Localization and Mapping with a robotic PTZ sensor aims to perform camera pose estimation while maintaining update the map of a wide area. While this has previously been attempted by adapting SLAM algorithms, no explicit varying focal length estimation has been introduced before and other methods do not address the problem of being operative for a long period of time.
In recent years, pan-tilt-zoom cameras are becoming increasingly common, especially for use as surveillance devices in large areas. Despite its widespread usage, there are still issues yet to be resolved regarding their effective exploitation for scene understanding at a distance. A typical operating scenario is that of abnormal behavior detection which requires both simultaneous target 3D trajectories analysis and the indispensable image resolution to perform target biometric recognition.
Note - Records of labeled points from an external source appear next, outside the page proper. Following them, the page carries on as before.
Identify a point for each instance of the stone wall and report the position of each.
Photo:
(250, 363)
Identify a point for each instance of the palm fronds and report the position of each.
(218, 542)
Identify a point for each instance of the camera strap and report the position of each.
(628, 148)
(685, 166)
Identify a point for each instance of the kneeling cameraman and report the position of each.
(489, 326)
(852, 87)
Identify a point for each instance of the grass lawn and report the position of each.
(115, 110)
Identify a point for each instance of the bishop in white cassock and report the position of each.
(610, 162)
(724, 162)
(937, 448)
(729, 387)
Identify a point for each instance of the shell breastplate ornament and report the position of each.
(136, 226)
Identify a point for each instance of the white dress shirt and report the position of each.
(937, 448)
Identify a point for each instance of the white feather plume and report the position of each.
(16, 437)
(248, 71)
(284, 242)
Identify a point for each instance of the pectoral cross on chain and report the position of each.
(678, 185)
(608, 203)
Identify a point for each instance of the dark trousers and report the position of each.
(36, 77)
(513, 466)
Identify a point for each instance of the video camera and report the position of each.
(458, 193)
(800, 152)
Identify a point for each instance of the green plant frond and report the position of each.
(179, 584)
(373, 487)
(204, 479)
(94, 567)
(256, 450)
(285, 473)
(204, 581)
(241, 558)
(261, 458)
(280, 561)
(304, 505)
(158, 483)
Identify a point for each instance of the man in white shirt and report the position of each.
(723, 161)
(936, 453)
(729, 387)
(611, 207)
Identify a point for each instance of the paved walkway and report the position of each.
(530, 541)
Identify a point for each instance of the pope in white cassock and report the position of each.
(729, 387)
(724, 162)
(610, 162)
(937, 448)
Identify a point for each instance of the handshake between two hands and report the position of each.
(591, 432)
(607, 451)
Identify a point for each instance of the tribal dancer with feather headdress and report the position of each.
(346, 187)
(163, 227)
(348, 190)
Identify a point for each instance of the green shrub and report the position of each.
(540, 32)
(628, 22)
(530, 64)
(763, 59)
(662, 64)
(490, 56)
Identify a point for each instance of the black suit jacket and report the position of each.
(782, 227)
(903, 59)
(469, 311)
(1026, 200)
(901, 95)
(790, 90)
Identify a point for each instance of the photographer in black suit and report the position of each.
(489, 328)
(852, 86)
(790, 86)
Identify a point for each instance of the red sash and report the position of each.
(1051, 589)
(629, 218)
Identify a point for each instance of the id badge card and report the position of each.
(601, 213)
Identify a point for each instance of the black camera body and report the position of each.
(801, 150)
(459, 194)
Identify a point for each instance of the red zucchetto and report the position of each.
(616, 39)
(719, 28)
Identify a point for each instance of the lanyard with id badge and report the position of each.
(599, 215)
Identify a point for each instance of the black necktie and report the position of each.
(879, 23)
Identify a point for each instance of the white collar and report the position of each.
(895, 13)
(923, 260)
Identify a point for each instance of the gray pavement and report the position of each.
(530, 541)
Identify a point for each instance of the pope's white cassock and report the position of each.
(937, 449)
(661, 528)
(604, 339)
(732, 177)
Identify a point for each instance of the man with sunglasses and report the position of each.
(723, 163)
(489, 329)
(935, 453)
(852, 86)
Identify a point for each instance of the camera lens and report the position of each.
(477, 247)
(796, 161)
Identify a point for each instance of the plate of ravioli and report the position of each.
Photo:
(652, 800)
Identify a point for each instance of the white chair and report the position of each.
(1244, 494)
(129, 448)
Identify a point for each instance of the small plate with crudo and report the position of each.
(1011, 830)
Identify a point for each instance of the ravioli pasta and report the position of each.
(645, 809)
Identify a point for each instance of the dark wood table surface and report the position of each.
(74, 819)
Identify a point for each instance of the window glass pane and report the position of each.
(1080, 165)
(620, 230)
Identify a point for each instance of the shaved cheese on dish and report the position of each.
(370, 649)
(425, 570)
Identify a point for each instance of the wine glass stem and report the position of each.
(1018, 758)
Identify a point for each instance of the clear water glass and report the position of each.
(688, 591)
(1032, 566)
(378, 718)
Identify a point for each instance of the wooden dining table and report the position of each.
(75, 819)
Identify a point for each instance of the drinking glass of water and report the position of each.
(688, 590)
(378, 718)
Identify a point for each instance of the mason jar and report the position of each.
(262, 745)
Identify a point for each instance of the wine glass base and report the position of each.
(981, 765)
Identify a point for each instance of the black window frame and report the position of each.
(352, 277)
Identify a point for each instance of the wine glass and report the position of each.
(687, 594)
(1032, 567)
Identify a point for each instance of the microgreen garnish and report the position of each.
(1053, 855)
This cannot generally be achieved with a single stationary camera mainly because of the limited field of view and poor resolution with respect to scene depth. This will be crucial for the challenging task of managing the sensor to track/detect/recognize several targets at high resolution in 3D. In fact, similarly to the human visual system, this can be obtained slewing the video sensor from target to target and zooming in and out as necessary.
This challenging problem however has been largely neglected mostly because of the absence of reliable and robust approaches for PTZ camera localization and mapping with 3D tracking of targets as well. To this end we are interested in the acquisition and maintenance of an estimate of the camera zoom and orientation, relative to some geometric 3D representation of its surroundings, as the sensor performs pan-tilt and zoom operations over time.